11. Hukuk Dairesi 2015/12302 E. , 2017/416 K.
"İçtihat Metni"MAHKEMESİ :ASLİYE HUKUK MAHKEMESİ
Taraflar arasında görülen davada ... 3. Asliye Hukuk Mahkemesi’nce verilen 09/07/2015 tarih ve 2012/441-2015/718 sayılı kararın Yargıtayca incelenmesi davacı vekili tarafından istenmiş ve temyiz dilekçesinin süresi içinde verildiği anlaşılmış olmakla, dava, 6100 sayılı Kanun"un geçici 3/2. maddesi delaletiyle uygulanması gereken HUMK 3156 sayılı Kanun ile değişik 438/1 maddesi hükmü gereğince miktar veya değer söz konusu olmaksızın duruşmalı olarak incelenmesi gereken dava ve işlerin dışında bulunduğundan duruşma isteğinin reddiyle incelemenin dosya üzerinde yapılmasına karar verildikten sonra dava dosyası için Tetkik Hakimi ... tarafından düzenlenen rapor dinlendikten ve yine dosya içerisindeki dilekçe, layihalar, duruşma tutanakları ve tüm belgeler okunup, incelendikten sonra işin gereği görüşülüp, düşünüldü:
Davacı vekili; müvekkilinin “...” ibareli tanınmış markaların sahibi olduğunu, müvekkilinin kalitesi, modern üretim teknolojisi ve çağdaş yönetimiyle soğutma alanında dünyanın sayılı şirketlerinden biri olduğunu, davalının müvekkili şirkete bağlı yetkili bayi olmadığı halde yetkili bayii olduğunu beyan edip kamu oyunu yanıltarak müvekkili şirketin ürünlerini sattığını ve müvekkili şirkete ait logo ve unvanı işletmesinin muhtelif yerlerine asarak tabelasında kullandığını, bu yolla haksız kazanç elde ederek müvekkili şirketin hem kazanç hem de itibar kaybına neden olduğunu, bu durumun müvekkilinin markasına tecavüz oluşturduğunu ileri sürerek müvekkilinin marka hakkına tecavüzünün tespitine, tecavüzün önlenmesine, 556 sayılı KHK"nın 66/c. maddesi uyarınca hesaplanacak yoksun kaldığı kazancın ve markasının uğramış olduğu itibar kaybının oluşturduğu maddi tazminat ile 5.000,00 TL manevi tazminatın dava tarihinden itibaren işleyecek yasal faizi ile birlikte davalıdan tahsilini talep ve dava etmiş, yargılama sırasında maddi tazminat talebini 15.000,00 TL olarak belirlemiştir.

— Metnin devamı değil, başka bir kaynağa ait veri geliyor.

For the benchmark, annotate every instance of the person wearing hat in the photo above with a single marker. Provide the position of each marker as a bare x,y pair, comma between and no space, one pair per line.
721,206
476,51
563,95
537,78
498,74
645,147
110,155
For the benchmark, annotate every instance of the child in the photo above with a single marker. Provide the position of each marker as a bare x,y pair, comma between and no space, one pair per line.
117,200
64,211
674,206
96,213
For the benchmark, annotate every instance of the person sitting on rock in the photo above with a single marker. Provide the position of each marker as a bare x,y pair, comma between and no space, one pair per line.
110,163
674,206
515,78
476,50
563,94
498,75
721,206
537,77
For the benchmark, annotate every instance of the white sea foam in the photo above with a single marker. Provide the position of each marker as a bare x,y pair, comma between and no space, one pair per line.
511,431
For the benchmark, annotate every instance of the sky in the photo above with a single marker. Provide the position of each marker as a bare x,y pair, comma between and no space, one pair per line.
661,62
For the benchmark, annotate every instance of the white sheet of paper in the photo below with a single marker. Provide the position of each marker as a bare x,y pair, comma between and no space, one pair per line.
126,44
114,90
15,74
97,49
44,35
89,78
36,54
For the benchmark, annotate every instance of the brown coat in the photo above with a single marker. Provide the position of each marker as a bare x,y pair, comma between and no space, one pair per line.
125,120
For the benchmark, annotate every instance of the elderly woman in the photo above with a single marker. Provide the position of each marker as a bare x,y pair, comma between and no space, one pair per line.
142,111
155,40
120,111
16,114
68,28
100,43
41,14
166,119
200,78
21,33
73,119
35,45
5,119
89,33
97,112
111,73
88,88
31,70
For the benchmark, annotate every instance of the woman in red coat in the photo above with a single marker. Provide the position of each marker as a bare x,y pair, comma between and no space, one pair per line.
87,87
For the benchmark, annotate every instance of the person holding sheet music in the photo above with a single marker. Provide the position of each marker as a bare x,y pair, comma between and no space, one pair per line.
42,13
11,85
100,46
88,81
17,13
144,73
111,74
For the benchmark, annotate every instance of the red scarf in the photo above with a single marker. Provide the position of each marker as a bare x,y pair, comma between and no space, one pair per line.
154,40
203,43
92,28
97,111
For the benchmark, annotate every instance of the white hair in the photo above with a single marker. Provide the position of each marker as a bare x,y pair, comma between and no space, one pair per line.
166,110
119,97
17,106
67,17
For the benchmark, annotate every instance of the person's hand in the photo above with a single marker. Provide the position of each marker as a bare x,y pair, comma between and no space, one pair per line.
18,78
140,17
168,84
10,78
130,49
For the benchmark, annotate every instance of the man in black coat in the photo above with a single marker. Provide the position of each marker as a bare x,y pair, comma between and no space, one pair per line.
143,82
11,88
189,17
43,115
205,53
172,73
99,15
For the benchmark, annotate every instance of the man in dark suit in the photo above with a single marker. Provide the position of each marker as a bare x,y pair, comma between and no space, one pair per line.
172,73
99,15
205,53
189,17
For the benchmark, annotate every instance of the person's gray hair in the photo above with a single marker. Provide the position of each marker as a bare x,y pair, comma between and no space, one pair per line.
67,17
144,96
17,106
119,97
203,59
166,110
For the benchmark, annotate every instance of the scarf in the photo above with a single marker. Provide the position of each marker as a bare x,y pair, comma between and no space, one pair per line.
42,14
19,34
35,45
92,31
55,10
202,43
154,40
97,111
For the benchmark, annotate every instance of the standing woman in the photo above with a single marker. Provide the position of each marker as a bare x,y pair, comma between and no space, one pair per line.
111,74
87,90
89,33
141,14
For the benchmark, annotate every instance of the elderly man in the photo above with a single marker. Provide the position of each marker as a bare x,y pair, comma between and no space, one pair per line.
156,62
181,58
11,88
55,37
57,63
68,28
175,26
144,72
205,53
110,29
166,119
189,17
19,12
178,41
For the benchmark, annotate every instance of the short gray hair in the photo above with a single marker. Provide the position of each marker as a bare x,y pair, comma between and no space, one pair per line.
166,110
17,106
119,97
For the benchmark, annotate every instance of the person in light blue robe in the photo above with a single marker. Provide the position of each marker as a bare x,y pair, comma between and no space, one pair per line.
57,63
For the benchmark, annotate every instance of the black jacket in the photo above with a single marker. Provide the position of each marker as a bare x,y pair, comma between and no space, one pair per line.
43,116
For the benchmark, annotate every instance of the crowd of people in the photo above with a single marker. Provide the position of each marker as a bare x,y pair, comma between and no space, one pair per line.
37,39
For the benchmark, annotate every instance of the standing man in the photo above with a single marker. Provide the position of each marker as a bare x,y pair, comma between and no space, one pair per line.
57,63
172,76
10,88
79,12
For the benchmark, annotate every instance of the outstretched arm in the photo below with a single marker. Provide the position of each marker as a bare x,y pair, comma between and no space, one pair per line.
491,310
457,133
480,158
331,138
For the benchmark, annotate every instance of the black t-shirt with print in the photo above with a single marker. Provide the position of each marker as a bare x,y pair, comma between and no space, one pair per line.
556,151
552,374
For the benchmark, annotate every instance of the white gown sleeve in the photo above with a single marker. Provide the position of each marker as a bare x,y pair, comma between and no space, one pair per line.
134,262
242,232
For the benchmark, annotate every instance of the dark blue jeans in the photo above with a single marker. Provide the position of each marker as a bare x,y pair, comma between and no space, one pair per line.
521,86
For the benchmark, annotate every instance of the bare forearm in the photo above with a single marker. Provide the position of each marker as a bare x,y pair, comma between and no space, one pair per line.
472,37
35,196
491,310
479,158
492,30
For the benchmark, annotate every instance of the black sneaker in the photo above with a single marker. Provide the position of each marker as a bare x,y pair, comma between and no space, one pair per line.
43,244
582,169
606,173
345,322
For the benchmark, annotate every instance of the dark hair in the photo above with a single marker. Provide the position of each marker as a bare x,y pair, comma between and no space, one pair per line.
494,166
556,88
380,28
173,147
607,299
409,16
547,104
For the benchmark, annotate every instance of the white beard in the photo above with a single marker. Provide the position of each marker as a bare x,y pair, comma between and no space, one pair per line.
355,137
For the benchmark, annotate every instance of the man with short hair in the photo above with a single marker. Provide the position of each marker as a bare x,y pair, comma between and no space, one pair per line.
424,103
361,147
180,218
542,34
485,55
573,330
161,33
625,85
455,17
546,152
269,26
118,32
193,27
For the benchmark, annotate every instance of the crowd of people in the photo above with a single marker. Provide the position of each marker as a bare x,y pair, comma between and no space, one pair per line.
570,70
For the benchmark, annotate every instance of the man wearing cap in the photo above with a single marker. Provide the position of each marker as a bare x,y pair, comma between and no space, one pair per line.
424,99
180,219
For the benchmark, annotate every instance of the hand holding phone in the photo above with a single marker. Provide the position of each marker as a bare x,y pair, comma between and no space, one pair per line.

Davalı vekili; müvekkilinin beyaz eşya ticareti ile uğraştığını, diğer beyaz eşya markaları ile birlikte davacının markasının da işyeri tabelasında küçük puntolarla yazılı olduğunu, bu durumun marka tecavüzü olarak kabul edilemeyeceğini savunarak davanın reddini istemiştir.
Mahkemece, iddia, savunma, bilirkişi raporları ve tüm dosya kapsamına göre; davalının spot beyaz eşya mağazasında bir çok ürünün satışının yapıldığı, işyerinin girişinde bulunan levhada davacı adına tescilli “...” markası ile birlikte diğer beyaz eşya markaların da yazılı olduğu, davalının davacının bayisi olmadığı ve davacıya ait “...” markalı ürünleri işyerinde satması için davacının bayisi olması da gerekmediği, spot beyaz eşya satışına ilişkin teşebbüsünün Anayasa"nın teşebbüs hürriyeti kapsamında olup hukuka
aykırı bulunmadığı, davalının davacı markasını sadece işyerinde sattığı mallara ilişkin duyuru yapmak amacıyla kullandığı ve davalı tarafın kullanımının dürüst kullanım içinde kaldığı gerekçesiyle davanın reddine karar verilmiştir.
Kararı, davacı vekili temyiz etmiştir.
Dava dosyası içerisindeki bilgi ve belgelere, mahkeme kararının gerekçesinde dayanılan delillerin tartışılıp, değerlendirilmesinde usul ve yasaya aykırı bir yön bulunmamasına göre, davacı vekilinin tüm temyiz itirazları yerinde değildir.
SONUÇ: Yukarıda açıklanan nedenlerden dolayı, davacı vekilinin bütün temyiz itirazlarının reddiyle usul ve kanuna uygun bulunan hükmün ONANMASINA, aşağıda yazılı bakiye 3,70 TL temyiz ilam harcının temyiz edenden alınmasına, 23/01/2017 tarihinde oybirliğiyle karar verildi.